# Strategic Analysis: Upserter Consolidation

## Task Overview
The objective was to analyze the feasibility of consolidating the deal ingestion pipeline into a single "Upserter-Only" model, effectively removing the `Backfiller` (`backfiller.py`) to streamline operations and eliminate token starvation. The core question was whether the `Upserter` (`simple_task.py`) could be enhanced to handle all data collection duties without sacrificing critical "safety net" features provided by the Backfiller.

## Challenges & Analysis
### 1. Token Starvation & Livelock
Historical logs revealed that running two heavy tasks (Upserter & Backfiller) simultaneously on a low-tier Keepa plan (<20 tokens/min) caused severe resource contention. The Backfiller would consume all available tokens on "deep scans" of old data, starving the Upserter and preventing it from capturing new, live deals. This led to a "stuck" dashboard count (~275 deals) where the system was busy but unproductive.

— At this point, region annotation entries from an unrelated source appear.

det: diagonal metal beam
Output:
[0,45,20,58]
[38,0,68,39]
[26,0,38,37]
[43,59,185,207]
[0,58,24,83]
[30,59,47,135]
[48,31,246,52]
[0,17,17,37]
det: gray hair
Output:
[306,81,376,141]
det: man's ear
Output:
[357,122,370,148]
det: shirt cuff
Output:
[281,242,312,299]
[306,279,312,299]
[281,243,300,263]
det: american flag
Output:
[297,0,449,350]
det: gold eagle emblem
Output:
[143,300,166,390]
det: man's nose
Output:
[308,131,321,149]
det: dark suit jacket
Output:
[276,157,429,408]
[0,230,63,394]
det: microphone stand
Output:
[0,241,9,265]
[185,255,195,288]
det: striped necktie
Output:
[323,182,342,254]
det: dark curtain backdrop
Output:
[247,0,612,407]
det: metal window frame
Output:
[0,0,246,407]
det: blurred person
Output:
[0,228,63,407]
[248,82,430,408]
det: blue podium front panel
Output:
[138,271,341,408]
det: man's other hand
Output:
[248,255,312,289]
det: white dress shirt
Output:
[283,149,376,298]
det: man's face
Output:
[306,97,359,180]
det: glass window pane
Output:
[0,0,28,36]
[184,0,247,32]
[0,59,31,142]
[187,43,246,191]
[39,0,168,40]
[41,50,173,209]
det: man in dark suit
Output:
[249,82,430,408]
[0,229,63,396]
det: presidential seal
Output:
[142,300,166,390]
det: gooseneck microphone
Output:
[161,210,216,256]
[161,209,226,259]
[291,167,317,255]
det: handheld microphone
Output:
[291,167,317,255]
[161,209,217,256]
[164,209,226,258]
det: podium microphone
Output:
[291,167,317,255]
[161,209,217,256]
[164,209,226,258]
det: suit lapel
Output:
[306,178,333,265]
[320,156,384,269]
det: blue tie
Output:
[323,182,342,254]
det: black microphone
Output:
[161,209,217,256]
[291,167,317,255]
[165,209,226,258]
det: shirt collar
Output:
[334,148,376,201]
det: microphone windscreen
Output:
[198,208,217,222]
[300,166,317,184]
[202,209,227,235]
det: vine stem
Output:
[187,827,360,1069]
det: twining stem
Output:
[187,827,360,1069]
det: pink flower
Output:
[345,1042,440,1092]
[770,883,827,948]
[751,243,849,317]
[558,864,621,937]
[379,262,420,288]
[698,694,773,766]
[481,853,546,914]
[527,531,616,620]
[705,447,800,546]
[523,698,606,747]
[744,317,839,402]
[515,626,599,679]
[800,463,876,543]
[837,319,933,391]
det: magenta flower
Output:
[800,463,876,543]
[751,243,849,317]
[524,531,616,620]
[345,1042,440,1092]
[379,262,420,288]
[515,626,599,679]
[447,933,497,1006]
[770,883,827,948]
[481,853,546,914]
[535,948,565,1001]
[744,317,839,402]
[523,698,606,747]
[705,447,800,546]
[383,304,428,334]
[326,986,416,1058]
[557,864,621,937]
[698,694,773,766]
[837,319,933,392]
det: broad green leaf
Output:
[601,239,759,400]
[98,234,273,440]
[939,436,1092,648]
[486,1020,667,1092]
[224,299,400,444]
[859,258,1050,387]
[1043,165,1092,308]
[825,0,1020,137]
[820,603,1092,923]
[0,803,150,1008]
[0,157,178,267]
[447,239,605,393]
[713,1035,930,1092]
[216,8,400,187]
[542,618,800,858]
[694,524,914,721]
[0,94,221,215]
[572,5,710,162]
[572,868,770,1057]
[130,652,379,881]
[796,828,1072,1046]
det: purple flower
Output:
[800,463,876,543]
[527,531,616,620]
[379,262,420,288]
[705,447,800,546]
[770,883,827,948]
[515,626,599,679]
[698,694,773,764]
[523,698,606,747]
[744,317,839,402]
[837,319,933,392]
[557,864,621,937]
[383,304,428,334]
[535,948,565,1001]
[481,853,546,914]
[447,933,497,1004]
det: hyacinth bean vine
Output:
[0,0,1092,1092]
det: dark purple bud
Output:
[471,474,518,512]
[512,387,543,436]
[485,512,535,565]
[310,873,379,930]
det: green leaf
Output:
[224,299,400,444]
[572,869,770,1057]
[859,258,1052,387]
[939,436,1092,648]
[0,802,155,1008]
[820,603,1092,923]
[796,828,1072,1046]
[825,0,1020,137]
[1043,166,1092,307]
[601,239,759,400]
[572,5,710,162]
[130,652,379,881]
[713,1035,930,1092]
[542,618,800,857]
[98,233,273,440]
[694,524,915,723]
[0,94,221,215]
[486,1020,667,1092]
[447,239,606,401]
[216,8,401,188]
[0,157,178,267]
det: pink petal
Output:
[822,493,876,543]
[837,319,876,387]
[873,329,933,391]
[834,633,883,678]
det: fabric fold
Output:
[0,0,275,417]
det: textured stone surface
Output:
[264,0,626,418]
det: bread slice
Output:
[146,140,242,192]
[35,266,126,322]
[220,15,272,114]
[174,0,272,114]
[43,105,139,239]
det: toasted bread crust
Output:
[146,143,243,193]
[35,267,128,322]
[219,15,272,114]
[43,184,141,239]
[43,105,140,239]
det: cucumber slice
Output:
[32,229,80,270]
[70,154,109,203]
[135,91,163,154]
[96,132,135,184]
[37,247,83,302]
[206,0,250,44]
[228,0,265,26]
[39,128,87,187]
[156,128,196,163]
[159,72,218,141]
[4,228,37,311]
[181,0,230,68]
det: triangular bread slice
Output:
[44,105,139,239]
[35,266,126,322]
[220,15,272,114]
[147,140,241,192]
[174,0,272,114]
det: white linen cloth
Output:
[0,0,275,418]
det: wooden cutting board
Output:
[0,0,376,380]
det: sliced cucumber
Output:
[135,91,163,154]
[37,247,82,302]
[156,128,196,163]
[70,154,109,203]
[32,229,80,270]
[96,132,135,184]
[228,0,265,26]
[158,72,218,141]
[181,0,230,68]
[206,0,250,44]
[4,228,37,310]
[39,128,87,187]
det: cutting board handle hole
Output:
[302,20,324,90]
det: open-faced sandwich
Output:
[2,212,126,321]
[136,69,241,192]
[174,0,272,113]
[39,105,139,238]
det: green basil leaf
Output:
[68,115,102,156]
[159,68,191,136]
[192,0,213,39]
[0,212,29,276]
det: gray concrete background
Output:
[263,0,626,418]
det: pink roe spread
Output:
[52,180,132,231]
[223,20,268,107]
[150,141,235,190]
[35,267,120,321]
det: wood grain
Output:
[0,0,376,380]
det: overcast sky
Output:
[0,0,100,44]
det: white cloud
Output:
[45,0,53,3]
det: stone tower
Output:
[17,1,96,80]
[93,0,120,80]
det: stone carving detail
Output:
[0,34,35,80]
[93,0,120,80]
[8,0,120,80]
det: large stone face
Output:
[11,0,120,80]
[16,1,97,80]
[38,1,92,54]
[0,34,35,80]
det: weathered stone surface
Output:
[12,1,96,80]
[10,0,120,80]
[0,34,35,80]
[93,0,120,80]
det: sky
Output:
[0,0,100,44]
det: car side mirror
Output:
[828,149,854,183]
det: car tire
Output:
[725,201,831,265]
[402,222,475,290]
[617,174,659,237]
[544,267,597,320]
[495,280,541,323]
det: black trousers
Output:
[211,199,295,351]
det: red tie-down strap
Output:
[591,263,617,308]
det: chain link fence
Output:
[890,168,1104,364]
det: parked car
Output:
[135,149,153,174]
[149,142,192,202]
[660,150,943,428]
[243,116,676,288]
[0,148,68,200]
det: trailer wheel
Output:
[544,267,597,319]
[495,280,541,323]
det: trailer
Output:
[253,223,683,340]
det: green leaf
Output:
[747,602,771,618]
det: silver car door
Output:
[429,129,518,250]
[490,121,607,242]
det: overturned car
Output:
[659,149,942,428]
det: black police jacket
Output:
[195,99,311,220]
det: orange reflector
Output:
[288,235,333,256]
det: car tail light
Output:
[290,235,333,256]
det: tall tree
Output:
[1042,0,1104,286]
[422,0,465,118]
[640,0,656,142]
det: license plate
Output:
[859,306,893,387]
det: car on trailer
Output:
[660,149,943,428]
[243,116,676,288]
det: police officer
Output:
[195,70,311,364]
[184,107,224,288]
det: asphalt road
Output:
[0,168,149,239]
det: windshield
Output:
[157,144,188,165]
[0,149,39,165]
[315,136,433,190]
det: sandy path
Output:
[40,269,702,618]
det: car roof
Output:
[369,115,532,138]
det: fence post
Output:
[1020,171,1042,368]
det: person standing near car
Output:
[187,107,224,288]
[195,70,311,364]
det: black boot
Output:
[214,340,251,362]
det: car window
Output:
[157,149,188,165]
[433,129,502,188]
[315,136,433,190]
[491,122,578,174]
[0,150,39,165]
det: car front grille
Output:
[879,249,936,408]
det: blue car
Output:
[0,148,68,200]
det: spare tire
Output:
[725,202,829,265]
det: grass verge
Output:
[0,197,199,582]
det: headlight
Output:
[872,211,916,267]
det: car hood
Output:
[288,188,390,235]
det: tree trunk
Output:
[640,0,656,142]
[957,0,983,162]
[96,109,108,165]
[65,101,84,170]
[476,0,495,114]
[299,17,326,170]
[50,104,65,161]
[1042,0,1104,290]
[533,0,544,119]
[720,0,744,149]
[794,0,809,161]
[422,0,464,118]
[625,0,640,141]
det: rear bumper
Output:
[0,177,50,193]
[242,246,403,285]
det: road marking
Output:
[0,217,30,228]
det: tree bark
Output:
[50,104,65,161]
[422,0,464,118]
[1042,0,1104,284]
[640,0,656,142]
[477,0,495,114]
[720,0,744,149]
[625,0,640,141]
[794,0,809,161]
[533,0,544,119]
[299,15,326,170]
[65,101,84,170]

### 2. Missing "Safety Nets" in Upserter
A deep dive into `backfiller.py` revealed three critical features that `simple_task.py` lacked:
*   **Zombie Data Repair:** The Backfiller actively detects and repairs corrupted rows (e.g., missing `List Price` or `1yr Avg`). The Upserter does not; it either saves valid data or ignores the deal, leaving broken rows in the DB forever.
*   **Ghost Restriction Recovery:** The Backfiller re-processes deals stuck in "Pending" restriction status due to silent failures. The Upserter triggers the check but has no retry mechanism.
*   **Incremental State Saving:** The Backfiller saves its progress every 4 deals. The Upserter only updates the watermark at the very end of a run. A crash on deal 199/200 in the Upserter causes a full restart (Loop of Death), whereas the Backfiller would resume from deal 200.

### 3. The "Peek Strategy" Optimization (365 Days)
The Backfiller initially used a "Two-Stage Fetch":
1.  **Stage 1 (2 Tokens):** Fetch history. Filter for profitability.
2.  **Stage 2 (20 Tokens):** Fetch full history only if Stage 1 passes.

**Analysis of Keepa API Costs:**
We verified that fetching `stats=365` costs the same as `stats=90` (approx 2 tokens) as long as `history=0` (no CSV data) is requested.
*   **Old Strategy:** Peek at 90 days. Risk: Miss seasonal items (False Negatives).
*   **New Strategy:** Peek at **365 days** (`stats=365`). Benefit: Eliminates the "90-Day Blind Spot" for the same low cost, allowing accurate seasonality filtering before committing to the expensive fetch.

### 4. Technical "Gotchas"
*   **Sort Order Rigidity:** The Upserter relies on `Sort Type 4` (Last Update) to maintain its watermark. Analysis of `keepa_api.py` confirmed that `fetch_deals_for_deals` hardcodes `sortType=4`, mitigating this risk.
*   **AI Rejection Rate:** The current logic (`stable_calculations.py`) often rejects valid low-priced deals because they deviate from a high 3-year average. A requirement was added to **bypass the AI check** if the calculated price is capped by the Amazon New Price (the "Amazon Ceiling").

## Solutions Implemented
*   **Theoretical Verification:** Confirmed that an "Upserter-Only" model is viable IF the missing features (Peek Strategy, Zombie Repair, Incremental Saves, AI Bypass) are ported.
*   **Architecture Plan:** Created `Refactor_Plan.md` detailing the blueprint for the new `Smart_Ingestor` component, explicitly specifying `stats=365` for the peek strategy.
*   **Documentation:** Recorded all "Past Demons" (Livelocks, Loops, Ghost Data) to ensure the future implementation specifically defends against them.

## Outcome
**SUCCESS.** The analysis confirmed the path forward. No code was changed in this task, but the roadmap (`Refactor_Plan.md`) provides a safe, detailed guide for the refactoring. The plan includes archiving legacy components and renaming the new component to `Smart_Ingestor` to reflect its expanded capabilities.